Second Harvest halts monthly food bank deliveries

Short term solutions proposed

Posted

BREWSTER – Operations that have always been close to the bone for the Brewster Food Bank just got a little leaner after Second Harvest in Spokane announced last month that it is suspending its monthly food deliveries.

Second Harvest is a nonprofit that supplies a network of 285 partner food banks, meal sites and other programs feeding people in need in 21 counties in Eastern Washington and five counties in North Idaho.

The news came as a surprise to the Okanogan County Board of Commissioners (BOCC) during their mid-December meeting. Second Harvest advised that the combination of low crop yields and high fuel prices were major factors affecting the service.

Former Brewster Food Bank manager Dan Biddle told The Quad last Friday, Dec. 30, that Second Harvest sources cannot resume monthly deliveries of partial loads of food until economic and supply issues improve.

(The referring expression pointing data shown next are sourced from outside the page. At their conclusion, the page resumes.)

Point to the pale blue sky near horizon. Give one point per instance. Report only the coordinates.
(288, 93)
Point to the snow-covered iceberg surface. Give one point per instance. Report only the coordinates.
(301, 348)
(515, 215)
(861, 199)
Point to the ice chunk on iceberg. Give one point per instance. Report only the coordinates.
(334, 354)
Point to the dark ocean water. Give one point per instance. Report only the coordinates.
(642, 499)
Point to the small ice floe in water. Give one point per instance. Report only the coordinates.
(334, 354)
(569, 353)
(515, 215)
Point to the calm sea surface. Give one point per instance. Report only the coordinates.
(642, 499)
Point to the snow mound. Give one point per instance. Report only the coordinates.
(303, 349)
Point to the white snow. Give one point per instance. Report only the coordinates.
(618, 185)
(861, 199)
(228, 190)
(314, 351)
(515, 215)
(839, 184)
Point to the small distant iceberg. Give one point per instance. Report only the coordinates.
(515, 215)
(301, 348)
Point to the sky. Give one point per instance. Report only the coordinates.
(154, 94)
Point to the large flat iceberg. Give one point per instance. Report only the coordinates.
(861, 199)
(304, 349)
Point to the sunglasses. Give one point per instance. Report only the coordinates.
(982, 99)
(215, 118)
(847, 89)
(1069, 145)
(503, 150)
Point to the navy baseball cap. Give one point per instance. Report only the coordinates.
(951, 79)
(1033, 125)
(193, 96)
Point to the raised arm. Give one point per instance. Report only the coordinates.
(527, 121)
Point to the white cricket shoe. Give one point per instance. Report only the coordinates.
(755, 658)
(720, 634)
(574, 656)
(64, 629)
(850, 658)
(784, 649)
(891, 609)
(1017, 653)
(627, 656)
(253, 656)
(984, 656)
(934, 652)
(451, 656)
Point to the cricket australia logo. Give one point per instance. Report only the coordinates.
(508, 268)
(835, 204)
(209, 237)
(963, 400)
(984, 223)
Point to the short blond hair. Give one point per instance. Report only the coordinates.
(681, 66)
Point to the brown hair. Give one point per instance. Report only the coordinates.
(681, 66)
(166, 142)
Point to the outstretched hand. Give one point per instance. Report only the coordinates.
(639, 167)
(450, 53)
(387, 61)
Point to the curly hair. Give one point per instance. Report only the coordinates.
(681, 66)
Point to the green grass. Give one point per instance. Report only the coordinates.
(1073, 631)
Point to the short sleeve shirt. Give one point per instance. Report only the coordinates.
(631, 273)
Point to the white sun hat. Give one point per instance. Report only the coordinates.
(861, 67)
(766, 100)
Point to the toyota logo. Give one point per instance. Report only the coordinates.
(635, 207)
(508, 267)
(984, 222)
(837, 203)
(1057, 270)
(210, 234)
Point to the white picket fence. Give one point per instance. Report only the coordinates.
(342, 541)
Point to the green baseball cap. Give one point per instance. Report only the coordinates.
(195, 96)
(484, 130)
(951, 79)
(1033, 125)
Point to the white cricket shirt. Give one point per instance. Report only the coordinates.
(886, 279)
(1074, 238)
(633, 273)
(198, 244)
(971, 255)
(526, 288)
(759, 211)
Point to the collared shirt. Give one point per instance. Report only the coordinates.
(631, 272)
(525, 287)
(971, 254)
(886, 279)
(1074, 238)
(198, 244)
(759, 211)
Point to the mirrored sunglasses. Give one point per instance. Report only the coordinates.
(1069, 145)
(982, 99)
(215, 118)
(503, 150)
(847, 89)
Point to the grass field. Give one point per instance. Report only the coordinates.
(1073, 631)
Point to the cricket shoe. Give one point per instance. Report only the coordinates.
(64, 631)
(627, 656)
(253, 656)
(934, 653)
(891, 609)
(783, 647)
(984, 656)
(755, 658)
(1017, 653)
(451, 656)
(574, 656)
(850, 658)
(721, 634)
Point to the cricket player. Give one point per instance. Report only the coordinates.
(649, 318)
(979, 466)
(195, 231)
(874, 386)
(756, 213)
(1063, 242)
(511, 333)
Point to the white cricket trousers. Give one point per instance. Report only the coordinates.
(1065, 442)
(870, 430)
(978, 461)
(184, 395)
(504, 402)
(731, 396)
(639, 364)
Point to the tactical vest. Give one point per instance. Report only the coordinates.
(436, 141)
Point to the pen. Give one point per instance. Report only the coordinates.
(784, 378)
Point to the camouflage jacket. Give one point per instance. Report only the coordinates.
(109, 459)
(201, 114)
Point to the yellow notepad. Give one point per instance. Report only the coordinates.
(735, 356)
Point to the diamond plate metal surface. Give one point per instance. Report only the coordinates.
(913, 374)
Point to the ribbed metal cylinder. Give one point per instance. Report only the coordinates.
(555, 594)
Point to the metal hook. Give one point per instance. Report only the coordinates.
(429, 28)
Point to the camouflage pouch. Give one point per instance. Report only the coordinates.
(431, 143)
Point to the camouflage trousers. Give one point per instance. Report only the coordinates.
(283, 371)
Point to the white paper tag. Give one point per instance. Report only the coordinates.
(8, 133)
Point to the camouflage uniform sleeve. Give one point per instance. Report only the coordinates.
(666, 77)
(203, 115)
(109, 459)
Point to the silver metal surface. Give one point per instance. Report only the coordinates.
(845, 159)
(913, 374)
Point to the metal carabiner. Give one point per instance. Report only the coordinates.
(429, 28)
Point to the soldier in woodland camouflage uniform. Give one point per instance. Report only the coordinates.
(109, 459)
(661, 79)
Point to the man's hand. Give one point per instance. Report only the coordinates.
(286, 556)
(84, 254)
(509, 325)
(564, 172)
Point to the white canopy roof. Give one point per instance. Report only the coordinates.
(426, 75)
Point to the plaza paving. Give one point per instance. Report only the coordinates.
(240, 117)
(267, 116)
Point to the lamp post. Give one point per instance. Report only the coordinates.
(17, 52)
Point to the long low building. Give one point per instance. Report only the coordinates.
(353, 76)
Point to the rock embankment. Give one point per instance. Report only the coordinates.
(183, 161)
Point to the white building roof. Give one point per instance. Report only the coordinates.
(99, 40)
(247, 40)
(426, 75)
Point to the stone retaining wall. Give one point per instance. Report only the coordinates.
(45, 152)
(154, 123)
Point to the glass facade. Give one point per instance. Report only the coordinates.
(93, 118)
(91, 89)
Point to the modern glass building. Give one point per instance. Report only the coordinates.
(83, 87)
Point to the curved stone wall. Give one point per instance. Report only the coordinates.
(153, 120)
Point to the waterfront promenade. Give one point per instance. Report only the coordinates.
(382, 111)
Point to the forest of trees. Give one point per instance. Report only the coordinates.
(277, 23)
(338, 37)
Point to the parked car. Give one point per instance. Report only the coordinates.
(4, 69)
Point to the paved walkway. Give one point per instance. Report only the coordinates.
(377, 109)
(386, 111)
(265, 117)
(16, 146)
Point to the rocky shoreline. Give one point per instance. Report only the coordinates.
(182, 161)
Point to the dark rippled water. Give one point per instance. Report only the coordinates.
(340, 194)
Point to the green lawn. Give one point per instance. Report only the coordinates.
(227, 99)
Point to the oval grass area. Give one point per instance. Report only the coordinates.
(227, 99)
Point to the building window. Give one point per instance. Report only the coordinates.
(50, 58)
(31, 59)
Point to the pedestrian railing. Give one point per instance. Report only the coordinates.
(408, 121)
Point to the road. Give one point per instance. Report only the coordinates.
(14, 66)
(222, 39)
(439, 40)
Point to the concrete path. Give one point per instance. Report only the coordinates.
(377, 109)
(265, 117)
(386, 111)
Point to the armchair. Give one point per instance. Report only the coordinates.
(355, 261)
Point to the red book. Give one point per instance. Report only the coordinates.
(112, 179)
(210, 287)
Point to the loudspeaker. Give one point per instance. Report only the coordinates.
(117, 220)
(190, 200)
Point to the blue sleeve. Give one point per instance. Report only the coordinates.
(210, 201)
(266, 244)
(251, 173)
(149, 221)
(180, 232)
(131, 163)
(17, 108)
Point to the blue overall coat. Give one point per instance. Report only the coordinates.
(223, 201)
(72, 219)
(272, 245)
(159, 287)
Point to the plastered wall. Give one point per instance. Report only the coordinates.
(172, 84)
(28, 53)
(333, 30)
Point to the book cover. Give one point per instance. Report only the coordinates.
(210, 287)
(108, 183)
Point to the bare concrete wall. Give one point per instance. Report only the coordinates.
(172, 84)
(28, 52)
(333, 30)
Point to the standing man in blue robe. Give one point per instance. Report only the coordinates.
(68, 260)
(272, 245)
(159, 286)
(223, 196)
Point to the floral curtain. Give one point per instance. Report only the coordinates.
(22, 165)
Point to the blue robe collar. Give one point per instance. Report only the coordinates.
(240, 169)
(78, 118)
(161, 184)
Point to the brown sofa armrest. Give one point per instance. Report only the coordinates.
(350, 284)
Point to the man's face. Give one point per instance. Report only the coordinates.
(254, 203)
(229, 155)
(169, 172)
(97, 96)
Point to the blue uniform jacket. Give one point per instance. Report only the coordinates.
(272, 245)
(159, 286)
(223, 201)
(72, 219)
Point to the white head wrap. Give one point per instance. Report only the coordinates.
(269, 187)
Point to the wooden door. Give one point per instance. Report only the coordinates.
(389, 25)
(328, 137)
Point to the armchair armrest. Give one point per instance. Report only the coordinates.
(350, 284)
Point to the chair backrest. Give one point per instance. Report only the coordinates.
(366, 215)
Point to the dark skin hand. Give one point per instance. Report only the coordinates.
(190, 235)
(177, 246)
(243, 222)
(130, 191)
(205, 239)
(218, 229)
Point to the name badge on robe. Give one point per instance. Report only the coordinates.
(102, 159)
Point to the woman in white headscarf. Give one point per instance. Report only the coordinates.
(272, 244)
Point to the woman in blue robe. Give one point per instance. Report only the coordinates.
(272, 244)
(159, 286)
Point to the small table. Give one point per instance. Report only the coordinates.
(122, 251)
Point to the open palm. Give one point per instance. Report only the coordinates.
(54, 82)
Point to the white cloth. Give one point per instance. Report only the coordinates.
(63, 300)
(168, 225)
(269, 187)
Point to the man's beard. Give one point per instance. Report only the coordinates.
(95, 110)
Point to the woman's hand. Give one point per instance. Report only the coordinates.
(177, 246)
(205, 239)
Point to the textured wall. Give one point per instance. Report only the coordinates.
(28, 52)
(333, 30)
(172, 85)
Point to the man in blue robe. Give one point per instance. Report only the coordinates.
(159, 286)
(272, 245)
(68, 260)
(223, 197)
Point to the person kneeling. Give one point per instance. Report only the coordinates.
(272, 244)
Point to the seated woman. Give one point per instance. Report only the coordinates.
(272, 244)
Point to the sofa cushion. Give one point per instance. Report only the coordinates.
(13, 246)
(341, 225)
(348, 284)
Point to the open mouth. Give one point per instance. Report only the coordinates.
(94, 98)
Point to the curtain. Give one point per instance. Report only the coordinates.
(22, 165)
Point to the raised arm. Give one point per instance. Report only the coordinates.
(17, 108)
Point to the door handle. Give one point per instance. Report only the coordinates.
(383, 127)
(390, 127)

“The last time I talked to them it was left at: ‘Let’s see what happens in a couple of months,’” Biddle said.

Biddle said that the Second Harvest truck would also pickup back hauls of fruit from Gebbers Farms on return trips to Spokane.

At its Dec. 19 meeting the BOCC proposed to allocate $200,000 in America Rescue Plan Act (ARPA) funds to help Okanogan County pantries while a long-term remedy is developed.

Commissioner Chris Branch said he has reached out to the Okanogan County Community Action Council (OCCAC), Aging and Adult Care and North Central Accountable Community of Health (NCACH) among others to help come up with a solution.

Church said a source at The Emergency Food Assistance Program (TEFAP) wrote that the agency will “be providing crisis funding to eastern Washington to TEFAP contractors given the impact of service change at Second Harvest.”

The USDA’s Food and Nutrition Service website (fns.usda.gov) said TEFAP “is a federal program that helps supplement the diets of low-income Americans, including elderly people, by providing them with emergency food assistance at no cost. Through TEFAP, the U.S. Department of Agriculture (USDA) purchases a variety of nutritious, high-quality USDA Foods, and makes those foods available to state distributing agencies.”

The Catholic Charities Brewster Food Bank gets food and donations from other sources, but the Second Harvest deliveries play a vital role in keeping shelves stocked for the weekly Thursday food distributions.